LeBron James Gives Eager Fans a Promising Update on Son Bronny’s Return to the Court
According to LeBron James, fans won’t have to wait long to see his son LeBron “Bronny” James Jr. make his college debut.
Bronny followed in his father’s footsteps as he took his talents to Southern California to play for the USC Trojans. As his dad was getting ready for his fifth year with the Los Angeles Lakers and his twenty-first year in the NBA, Bronny was all set to play for the Trojans — until a freak medical problem landed the player on the bench.

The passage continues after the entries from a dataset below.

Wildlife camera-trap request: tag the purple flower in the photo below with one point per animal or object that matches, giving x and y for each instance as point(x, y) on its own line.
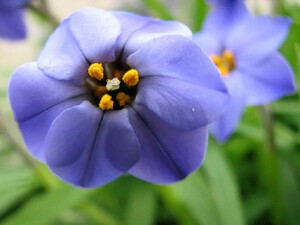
point(244, 48)
point(114, 93)
point(11, 19)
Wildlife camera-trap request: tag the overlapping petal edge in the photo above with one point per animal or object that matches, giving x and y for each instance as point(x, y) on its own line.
point(261, 75)
point(160, 138)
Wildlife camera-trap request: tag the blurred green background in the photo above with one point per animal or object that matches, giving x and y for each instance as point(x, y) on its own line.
point(253, 179)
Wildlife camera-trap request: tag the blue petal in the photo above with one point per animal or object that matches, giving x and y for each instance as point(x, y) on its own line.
point(269, 80)
point(31, 92)
point(11, 24)
point(96, 33)
point(226, 124)
point(61, 57)
point(167, 155)
point(88, 150)
point(130, 23)
point(267, 34)
point(208, 43)
point(35, 129)
point(13, 3)
point(180, 104)
point(155, 29)
point(178, 57)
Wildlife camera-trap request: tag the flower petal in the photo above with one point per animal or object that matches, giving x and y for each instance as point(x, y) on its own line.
point(130, 23)
point(268, 81)
point(167, 154)
point(267, 34)
point(102, 149)
point(178, 57)
point(208, 43)
point(155, 29)
point(31, 92)
point(11, 24)
point(35, 129)
point(180, 104)
point(13, 3)
point(226, 124)
point(61, 57)
point(96, 32)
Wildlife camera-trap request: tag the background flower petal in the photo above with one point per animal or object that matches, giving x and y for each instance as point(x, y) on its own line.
point(31, 92)
point(164, 57)
point(226, 124)
point(11, 23)
point(267, 34)
point(269, 80)
point(167, 154)
point(102, 149)
point(96, 33)
point(157, 28)
point(61, 57)
point(180, 104)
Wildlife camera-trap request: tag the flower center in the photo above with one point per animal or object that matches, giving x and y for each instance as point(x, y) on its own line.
point(112, 88)
point(225, 62)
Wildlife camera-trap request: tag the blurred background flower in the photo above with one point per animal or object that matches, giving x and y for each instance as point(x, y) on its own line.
point(252, 179)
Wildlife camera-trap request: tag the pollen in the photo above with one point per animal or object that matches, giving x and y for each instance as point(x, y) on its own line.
point(225, 62)
point(99, 91)
point(113, 84)
point(106, 102)
point(96, 71)
point(131, 77)
point(122, 98)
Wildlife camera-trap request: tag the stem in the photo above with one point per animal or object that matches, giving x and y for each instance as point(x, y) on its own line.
point(42, 9)
point(267, 120)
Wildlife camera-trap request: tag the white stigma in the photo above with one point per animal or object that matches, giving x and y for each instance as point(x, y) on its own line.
point(113, 84)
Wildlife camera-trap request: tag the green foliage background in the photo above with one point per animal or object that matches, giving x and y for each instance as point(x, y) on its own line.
point(249, 180)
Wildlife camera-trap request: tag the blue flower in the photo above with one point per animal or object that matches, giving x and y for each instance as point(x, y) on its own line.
point(11, 19)
point(114, 93)
point(244, 48)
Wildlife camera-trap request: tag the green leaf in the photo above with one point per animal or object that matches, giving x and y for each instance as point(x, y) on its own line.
point(197, 197)
point(47, 207)
point(200, 11)
point(224, 187)
point(140, 209)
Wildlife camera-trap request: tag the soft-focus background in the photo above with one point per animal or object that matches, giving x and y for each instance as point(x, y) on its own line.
point(252, 179)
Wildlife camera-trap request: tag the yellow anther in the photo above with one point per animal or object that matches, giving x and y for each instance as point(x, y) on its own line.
point(99, 91)
point(229, 58)
point(216, 59)
point(223, 71)
point(118, 74)
point(122, 98)
point(96, 71)
point(131, 77)
point(106, 103)
point(224, 62)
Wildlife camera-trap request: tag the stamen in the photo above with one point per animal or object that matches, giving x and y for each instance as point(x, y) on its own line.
point(106, 103)
point(96, 71)
point(99, 91)
point(122, 98)
point(113, 84)
point(118, 74)
point(224, 62)
point(131, 77)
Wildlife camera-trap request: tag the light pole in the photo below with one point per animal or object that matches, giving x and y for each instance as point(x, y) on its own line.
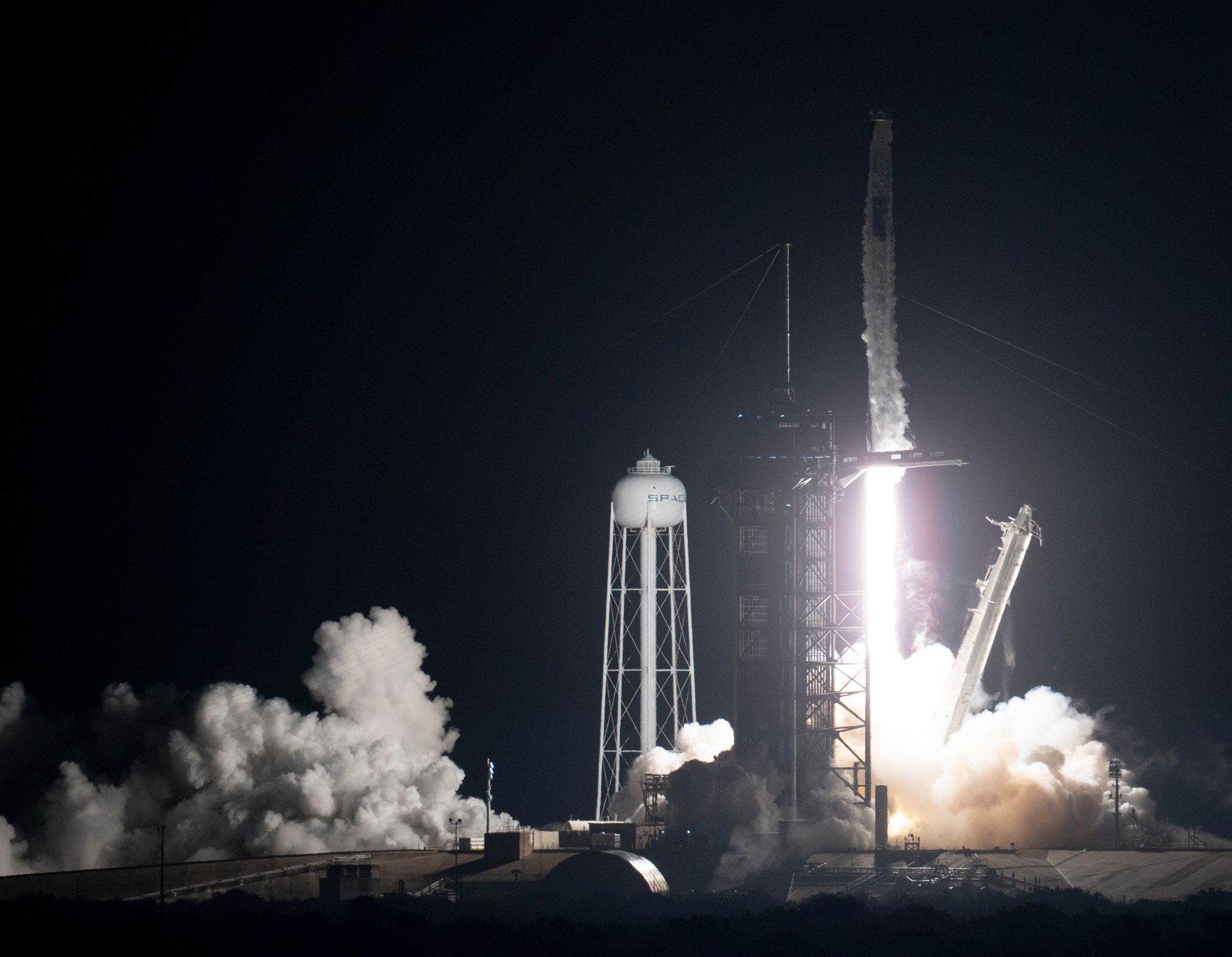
point(162, 863)
point(457, 875)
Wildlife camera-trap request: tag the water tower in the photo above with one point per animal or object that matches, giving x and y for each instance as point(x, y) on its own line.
point(648, 682)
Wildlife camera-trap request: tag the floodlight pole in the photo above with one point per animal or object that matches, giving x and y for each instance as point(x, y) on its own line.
point(162, 863)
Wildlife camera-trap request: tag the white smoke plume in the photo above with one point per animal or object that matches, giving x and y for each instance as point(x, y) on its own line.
point(241, 775)
point(694, 743)
point(1030, 770)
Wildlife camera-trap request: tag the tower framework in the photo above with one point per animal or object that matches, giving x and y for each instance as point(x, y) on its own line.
point(801, 658)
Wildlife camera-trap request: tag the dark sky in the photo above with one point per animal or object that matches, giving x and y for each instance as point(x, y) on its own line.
point(312, 298)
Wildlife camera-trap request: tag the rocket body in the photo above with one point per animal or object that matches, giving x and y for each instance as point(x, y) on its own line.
point(887, 410)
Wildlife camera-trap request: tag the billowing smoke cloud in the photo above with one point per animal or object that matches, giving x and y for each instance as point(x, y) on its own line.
point(701, 743)
point(232, 774)
point(1029, 770)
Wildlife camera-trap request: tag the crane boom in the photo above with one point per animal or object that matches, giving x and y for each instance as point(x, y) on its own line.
point(994, 590)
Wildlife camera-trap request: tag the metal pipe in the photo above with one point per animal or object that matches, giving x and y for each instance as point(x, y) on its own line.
point(648, 621)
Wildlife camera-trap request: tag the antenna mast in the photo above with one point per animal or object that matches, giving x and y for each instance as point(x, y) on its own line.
point(787, 392)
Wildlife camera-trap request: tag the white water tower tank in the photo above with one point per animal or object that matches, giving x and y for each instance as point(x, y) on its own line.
point(650, 494)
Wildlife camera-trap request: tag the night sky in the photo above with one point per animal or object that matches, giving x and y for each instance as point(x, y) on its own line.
point(317, 307)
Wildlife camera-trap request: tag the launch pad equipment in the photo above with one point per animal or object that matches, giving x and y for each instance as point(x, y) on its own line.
point(648, 677)
point(978, 642)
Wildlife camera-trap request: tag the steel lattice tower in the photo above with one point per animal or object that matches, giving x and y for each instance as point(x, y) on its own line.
point(801, 659)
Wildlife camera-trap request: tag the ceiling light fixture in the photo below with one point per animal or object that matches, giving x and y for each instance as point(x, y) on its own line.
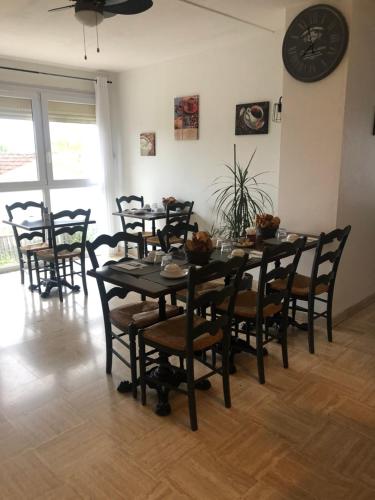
point(89, 16)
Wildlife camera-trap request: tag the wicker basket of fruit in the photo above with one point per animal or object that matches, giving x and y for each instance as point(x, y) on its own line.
point(199, 248)
point(267, 225)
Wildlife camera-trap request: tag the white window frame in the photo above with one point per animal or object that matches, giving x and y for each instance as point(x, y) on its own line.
point(39, 97)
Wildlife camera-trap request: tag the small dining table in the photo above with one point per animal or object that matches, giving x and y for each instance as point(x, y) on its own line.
point(37, 224)
point(148, 215)
point(148, 282)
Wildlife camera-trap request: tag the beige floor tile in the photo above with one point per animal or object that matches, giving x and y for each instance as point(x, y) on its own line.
point(66, 432)
point(25, 477)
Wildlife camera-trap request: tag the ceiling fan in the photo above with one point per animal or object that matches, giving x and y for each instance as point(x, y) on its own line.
point(92, 12)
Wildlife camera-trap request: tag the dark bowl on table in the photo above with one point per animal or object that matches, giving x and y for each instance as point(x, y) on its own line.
point(198, 258)
point(265, 233)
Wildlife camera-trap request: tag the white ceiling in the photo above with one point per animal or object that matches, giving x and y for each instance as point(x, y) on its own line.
point(169, 29)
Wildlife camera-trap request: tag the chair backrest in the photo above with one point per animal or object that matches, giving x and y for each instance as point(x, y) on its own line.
point(323, 255)
point(180, 211)
point(272, 256)
point(232, 270)
point(122, 204)
point(71, 236)
point(27, 207)
point(110, 242)
point(178, 229)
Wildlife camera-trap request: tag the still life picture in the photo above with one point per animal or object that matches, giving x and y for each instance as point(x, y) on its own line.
point(147, 144)
point(252, 118)
point(186, 118)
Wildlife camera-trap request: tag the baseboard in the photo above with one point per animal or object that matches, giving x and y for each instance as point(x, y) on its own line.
point(350, 311)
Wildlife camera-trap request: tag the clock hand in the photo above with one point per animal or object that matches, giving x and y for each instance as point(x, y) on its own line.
point(308, 48)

During a summer practice with his new team on July 24, the 19-year-old freshman experienced a cardiac arrest, where his heart abruptly stopped without warning. Bronny received help through CPR and the aid of an AED, and he was transported to Cedars-Sinai Medical Center.
In a statement from the medical facility, they said that he arrived “fully conscious, neurologically intact and stable.” Bronny was discharged from the hospital on July 27 and returned home to rest. At the time, the medical facility said that Bronny’s “workup will be ongoing,” but they did not say how the cardiac arrest had happened nor what had caused it.
After the harrowing event the Bronny and his father went to multiple other medical facilities to see if they could find the reason behind the cardiac arrest. The pair were seen leaving the Minnesota Mayo Clinic on Aug. 8, and on Aug 25, the James family made a public statement about the ordeal.
The James Family Foundation released a statement saying that “after multiple comprehensive evaluations,” they found the probable cause for his sudden cardiac arrest. “It is an anatomically and functionally significant Congenital Heart Defect which can and will be treated.”
According to the Mayo Clinic, a congenital heart defect “consists of one or more problems with the heart’s structure that typically develop before birth.” The statement continued, “We are very confident in Bronny’s full recovery and return to basketball in the very near future.”
Following the news of Bronny’s heart defect, some people felt it should be the end of Bronny’s career. One online commenter said, “He better just leave basketball and just live off his Dad’s billions. Go read computer science and enter IT.” Another person said, “I hope he does NOT play on that level anymore! Like, why risk it!?”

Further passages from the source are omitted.